I have observed a lot of confusion over these terms. When I diagnose someone with an autistic spectrum disorder, I try to explain the above terms so as to avoid the confusion. I have also interviewed patients and parents of patients who have already been diagnosed, but still are confused. Either no one took the time to explain what the terms mean, or it was explained, but not enough of it was absorbed by the listener. Sometimes I see eyes glass over when I try to explain these terms.
Pervasive Developmental Disorders (PDD) was the official label given to autistic disorders in 1980 and thereafter. Developmental disorders are inborn and often inherited. The word pervasive was used as individuals diagnosed with a PDD have problems in many areas: mainly social relatedness, communication and in their play, activities and interests. PDD was first used in the third edition of the Diagnostic and Statistical Manual (DSM-III), published in 1980. Prior to this, in the DSM-II that was published in 1968, an autistic disorder was considered a form of childhood schizophrenia even though at that time, and more so through the 1970s, more and more experts realized that an autistic disorder was independent from schizophrenia. The term PDD was chosen over Autistic Spectrum Disorder (ASD) for the DSM-III, but they are often interchangeable and both are used. In fact, the term spectrum from ASD is common shorthand today for autistic disorders. In the DSM-IV, published in 1994, autistic disorders were greatly expanded. Five PDDs were described with Rett’s Disorder, Childhood Disintegrative Disorder and Asperger’s Disorder included for the first time. The diagnosis of Autistic Disorder was close to the diagnosis of Infantile Autism that was first described in 1941.

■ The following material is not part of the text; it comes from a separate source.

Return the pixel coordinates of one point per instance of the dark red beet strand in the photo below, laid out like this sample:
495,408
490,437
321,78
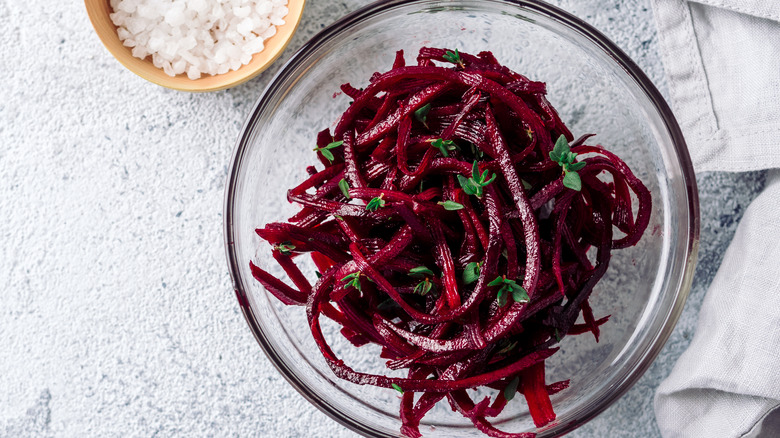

The fifth category of PDD is Not Otherwise Specified (PDD-NOS), and there is much confusion about this. When one is given this diagnosis, it generally means that there are significant problems in the areas of relatedness, communication and interests/play, but there are characteristics of the case that differs from the criteria of any of the four specific PDDs. Generally, when one is diagnosed with PDD-NOS, the degree of delay, or impairment is not so severe as in Autistic Disorder and is more severe than in Asperger’s Disorder. It may interest the reader that most psychiatric categories, like the PDDs, have specific categories and a sort of residual NOS category. So, for example, we have Anxiety Disorder NOS, Mood Disorder NOS, Psychotic Disorder NOS, etc.
If you the reader has gotten this far, you may realize why eyes glass over when one tries to explain these terms. One final point here concerns how the terms autism and autistic are used. It appears to me that the terms, when not qualified, are used sometimes to refer to the whole spectrum and that sometimes they are used to refer specifically to Autistic Disorder. I think that when the words, “autism” and “autistic” are used care should be given so that it is clear what is meant by them.